Understand Autograd - A Bottom-up Tutorial

You may have wondered how autograd actually works in imperative programming. In this post, I am going to explain it with hand-by-hand examples. Unlike other tutorials, this post is not borrowing one single line of codes from PyTorch or MXNet, but instead building everything from scratch.

First of all, the term Autograd, or Automatic Differentiation, does not essentially mean calculating the gradients; that should instead be referred to as symbolic differentiation or numerical differentiation. A more precision definition of Autograd should be “automatically chaining the gradients”. Recall the chain rule of differentiation:

Chain rule of differentiation visualization.

That’s it. Autograd calculates dL/dx from dL/dy if the derivative of y(x) (which we name as a primitive) is implemented. Assume you passed calculus in the freshman year, you now should already have got 80% of Autograd’s idea: chaining the gradients of primitive functions.

Two basic components of an autograd library: backward-able variables and backward-able functions.

Now let’s delve into the programming part. Throughout this tutorial, we always assume scalar functions—vectorization does not alter the mechanism of autograd. We subclass the float type to add grad attribute and backprop method. We name this new class float_var, the variable of type float.

class float_var(float):
    # Augment float type to add grad, backprop fields
    def __new__(self, value):
        return float.__new__(self, value)
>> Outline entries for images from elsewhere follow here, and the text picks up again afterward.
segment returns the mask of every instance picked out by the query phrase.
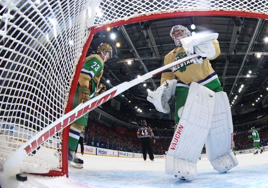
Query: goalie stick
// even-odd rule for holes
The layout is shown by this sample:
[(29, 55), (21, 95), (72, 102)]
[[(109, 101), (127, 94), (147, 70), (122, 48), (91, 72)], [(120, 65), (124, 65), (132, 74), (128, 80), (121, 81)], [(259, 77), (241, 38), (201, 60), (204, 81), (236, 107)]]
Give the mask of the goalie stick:
[(148, 72), (131, 81), (123, 82), (82, 104), (78, 105), (77, 108), (64, 115), (61, 118), (56, 120), (37, 134), (11, 155), (3, 163), (3, 171), (5, 175), (7, 176), (12, 176), (19, 173), (20, 172), (19, 164), (27, 155), (30, 154), (34, 150), (45, 142), (50, 137), (55, 135), (85, 114), (122, 93), (130, 87), (179, 64), (180, 64), (180, 66), (181, 67), (184, 67), (186, 65), (186, 64), (184, 63), (198, 57), (199, 57), (199, 55), (195, 54), (174, 61), (172, 63)]

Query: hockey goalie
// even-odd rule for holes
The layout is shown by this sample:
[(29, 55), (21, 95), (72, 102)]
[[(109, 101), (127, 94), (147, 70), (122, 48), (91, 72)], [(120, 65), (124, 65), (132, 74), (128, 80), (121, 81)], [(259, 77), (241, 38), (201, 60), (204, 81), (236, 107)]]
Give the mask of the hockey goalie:
[(165, 57), (165, 65), (196, 53), (200, 57), (163, 72), (161, 85), (148, 93), (156, 109), (170, 112), (168, 101), (175, 95), (175, 130), (166, 158), (165, 171), (191, 180), (204, 144), (214, 169), (226, 172), (238, 164), (232, 152), (233, 125), (229, 100), (210, 63), (220, 53), (218, 34), (191, 36), (180, 25), (171, 36), (177, 48)]

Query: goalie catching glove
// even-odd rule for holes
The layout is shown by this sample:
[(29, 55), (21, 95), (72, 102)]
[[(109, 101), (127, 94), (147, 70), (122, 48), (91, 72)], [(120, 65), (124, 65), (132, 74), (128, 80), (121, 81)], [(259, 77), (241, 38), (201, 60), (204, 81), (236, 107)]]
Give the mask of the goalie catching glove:
[(166, 80), (154, 91), (149, 91), (147, 101), (153, 104), (156, 110), (168, 114), (170, 112), (168, 101), (175, 94), (177, 80)]
[(216, 33), (206, 35), (197, 34), (182, 38), (181, 42), (188, 56), (196, 53), (202, 57), (192, 59), (193, 63), (201, 64), (203, 59), (211, 58), (216, 55), (212, 42), (216, 40), (218, 35)]

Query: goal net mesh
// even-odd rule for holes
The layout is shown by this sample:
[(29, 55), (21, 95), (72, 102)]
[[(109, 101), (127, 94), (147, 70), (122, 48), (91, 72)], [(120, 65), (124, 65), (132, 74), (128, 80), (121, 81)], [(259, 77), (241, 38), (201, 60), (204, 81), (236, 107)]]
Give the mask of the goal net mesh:
[[(268, 5), (267, 0), (0, 0), (0, 169), (24, 142), (66, 113), (76, 66), (96, 27), (193, 11), (267, 16)], [(68, 139), (62, 135), (25, 158), (21, 171), (61, 171), (61, 144)]]

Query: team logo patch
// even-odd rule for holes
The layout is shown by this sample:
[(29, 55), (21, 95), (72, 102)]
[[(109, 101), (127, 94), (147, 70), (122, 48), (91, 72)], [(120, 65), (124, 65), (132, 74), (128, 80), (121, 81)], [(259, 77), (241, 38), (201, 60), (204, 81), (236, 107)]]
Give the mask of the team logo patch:
[[(179, 59), (184, 58), (185, 57), (187, 57), (187, 55), (186, 55), (186, 53), (185, 52), (181, 52), (180, 53), (178, 53), (177, 55), (175, 56), (174, 61), (178, 60)], [(178, 70), (181, 72), (185, 72), (186, 71), (186, 69), (187, 68), (187, 67), (189, 65), (190, 65), (192, 63), (192, 61), (191, 60), (189, 60), (189, 61), (186, 61), (186, 62), (181, 63), (180, 64), (178, 64), (176, 66), (174, 66), (172, 68), (172, 72), (173, 73), (174, 73), (175, 72)]]

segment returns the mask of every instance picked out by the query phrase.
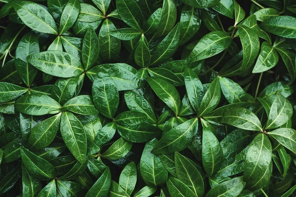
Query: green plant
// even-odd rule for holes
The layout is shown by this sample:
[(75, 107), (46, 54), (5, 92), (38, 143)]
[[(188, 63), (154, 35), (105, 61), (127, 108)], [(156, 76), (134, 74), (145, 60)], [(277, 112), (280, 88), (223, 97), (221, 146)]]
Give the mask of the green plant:
[(238, 1), (0, 0), (1, 196), (295, 196), (296, 1)]

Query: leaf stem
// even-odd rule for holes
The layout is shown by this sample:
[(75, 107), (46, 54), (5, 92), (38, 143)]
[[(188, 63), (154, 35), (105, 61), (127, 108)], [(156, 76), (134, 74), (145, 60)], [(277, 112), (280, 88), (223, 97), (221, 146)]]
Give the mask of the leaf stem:
[(219, 14), (217, 14), (216, 16), (217, 16), (217, 19), (218, 19), (218, 22), (219, 23), (219, 25), (220, 25), (220, 26), (221, 26), (221, 29), (222, 29), (222, 31), (223, 32), (225, 32), (225, 30), (224, 30), (224, 28), (223, 27), (223, 25), (222, 25), (222, 23), (221, 23), (221, 20), (220, 20), (220, 17), (219, 17)]
[(262, 78), (262, 75), (263, 74), (263, 72), (260, 74), (260, 76), (259, 77), (259, 80), (258, 81), (258, 84), (257, 84), (257, 88), (256, 88), (256, 92), (255, 93), (255, 100), (256, 100), (256, 98), (257, 98), (257, 94), (258, 94), (258, 90), (259, 90), (259, 86), (260, 86), (260, 82), (261, 81), (261, 78)]
[(14, 36), (12, 41), (11, 41), (11, 43), (10, 43), (9, 46), (8, 46), (8, 48), (7, 48), (7, 49), (6, 49), (6, 51), (5, 52), (5, 54), (4, 56), (4, 59), (3, 59), (3, 62), (2, 63), (2, 66), (1, 67), (3, 67), (3, 66), (4, 66), (4, 64), (5, 64), (5, 61), (6, 60), (6, 58), (7, 57), (7, 55), (9, 53), (9, 51), (10, 50), (10, 48), (11, 48), (11, 46), (12, 46), (12, 44), (13, 44), (13, 43), (15, 41), (17, 36), (20, 34), (20, 33), (23, 31), (23, 30), (25, 27), (26, 27), (26, 26), (24, 25), (24, 27), (23, 27), (22, 28), (22, 29), (21, 29), (21, 30), (19, 31), (19, 32), (17, 33), (16, 35), (15, 35), (15, 36)]
[(268, 196), (267, 196), (267, 195), (266, 194), (266, 193), (265, 193), (265, 192), (264, 191), (264, 190), (263, 190), (262, 189), (262, 188), (260, 188), (260, 190), (261, 190), (261, 192), (262, 192), (262, 193), (264, 195), (264, 196), (265, 197), (268, 197)]
[(253, 3), (255, 3), (256, 5), (258, 5), (259, 7), (261, 7), (262, 9), (265, 8), (265, 7), (257, 2), (255, 0), (251, 0), (251, 1)]

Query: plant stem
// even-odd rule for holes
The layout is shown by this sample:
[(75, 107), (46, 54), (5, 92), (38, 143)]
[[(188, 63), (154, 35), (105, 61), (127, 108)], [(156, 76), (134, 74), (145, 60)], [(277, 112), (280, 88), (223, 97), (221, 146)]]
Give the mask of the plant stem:
[(259, 86), (260, 86), (260, 82), (261, 81), (261, 78), (262, 78), (262, 75), (263, 74), (263, 72), (260, 74), (260, 76), (259, 77), (259, 80), (258, 81), (258, 84), (257, 84), (257, 88), (256, 89), (256, 92), (255, 93), (255, 100), (256, 98), (257, 98), (257, 94), (258, 94), (258, 90), (259, 90)]
[(261, 192), (262, 192), (262, 193), (264, 195), (264, 196), (265, 196), (265, 197), (268, 197), (266, 193), (265, 193), (265, 192), (262, 189), (262, 188), (260, 188), (260, 190), (261, 190)]
[(4, 59), (3, 59), (3, 62), (2, 63), (2, 66), (1, 67), (3, 67), (3, 66), (4, 66), (4, 64), (5, 64), (5, 61), (6, 60), (6, 58), (7, 57), (7, 55), (9, 53), (9, 51), (10, 50), (10, 48), (11, 48), (12, 44), (13, 44), (13, 43), (15, 41), (15, 39), (16, 39), (17, 36), (19, 35), (20, 33), (23, 31), (23, 30), (25, 27), (26, 27), (26, 26), (24, 26), (24, 27), (23, 27), (22, 28), (22, 29), (21, 29), (21, 30), (20, 30), (19, 31), (19, 32), (18, 32), (18, 33), (16, 34), (16, 35), (15, 35), (15, 36), (14, 36), (14, 38), (13, 38), (13, 39), (11, 41), (11, 43), (9, 45), (9, 46), (8, 46), (8, 48), (6, 50), (6, 51), (5, 54), (5, 56), (4, 56)]
[(259, 4), (259, 3), (258, 3), (258, 2), (255, 1), (255, 0), (251, 0), (251, 1), (252, 2), (253, 2), (253, 3), (255, 3), (256, 5), (258, 5), (259, 7), (261, 7), (262, 9), (265, 8), (265, 7), (264, 7), (263, 6), (262, 6), (262, 5), (261, 5), (260, 4)]
[(219, 25), (220, 25), (220, 26), (221, 26), (221, 29), (222, 29), (222, 31), (223, 32), (225, 32), (225, 30), (224, 30), (224, 28), (223, 27), (223, 25), (222, 25), (222, 23), (221, 23), (221, 20), (220, 20), (220, 17), (219, 17), (219, 15), (217, 14), (217, 19), (218, 19), (218, 22), (219, 23)]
    def __init__(self, value):
        float.__init__(value)
        self.grad = 0.0

    def backprop(self):
        pass

Our first example is for univariate functions. The aforementioned goal is to trace the call order of the forward function (the order of backward funtion will be the reverse) on the fly, and we use Python’s functional programming feature to implicitly record this simple graph. For the univariate case, all it requires is to record the last function call. Super easy, isn’t it? Here is the code:

def autograd_chainer(fw_func, bw_func):
    # Combine a forward function and a backward function into a chain-able autograd function
    def autograd_func(val_in):
        output = fw_func(val_in)
        val_out = float_var(output)
        def backprop_func(self):
            new_grad = bw_func(val_in, val_out, self.grad)
            val_in.grad = new_grad
            val_in.backprop()
        val_out.__setattr__('backprop', types.MethodType(backprop_func, val_out))
        return val_out
    return autograd_func

If you are already familiar with Python decorator, you should find this function similar. It couples a forward function fw_func and a backward function bw_func (both input/output float) and wraps them into an autograd function (input/output float_var).

The output val_out will be registered with a new backprop function that automatically calls the bw_func, multiplied by val_in’s backprop function (recall the chain rule). In this way, all bw_funcs are chained in the reverse order of fw_funcs are called. See full code example at:

[Google Colab notebook]

Notes:

When creating a new backward function, we are actually creating a closure (a function plus the environmental variables).
We are replacing a class function with a normal function, and types.MethodType makes this substitution process smooth.

Multivariate functions are more complicated and not covered in this post. For full explanation, PyTorch’s notes of autograd mechanism is a good read.

Written on October 20, 2019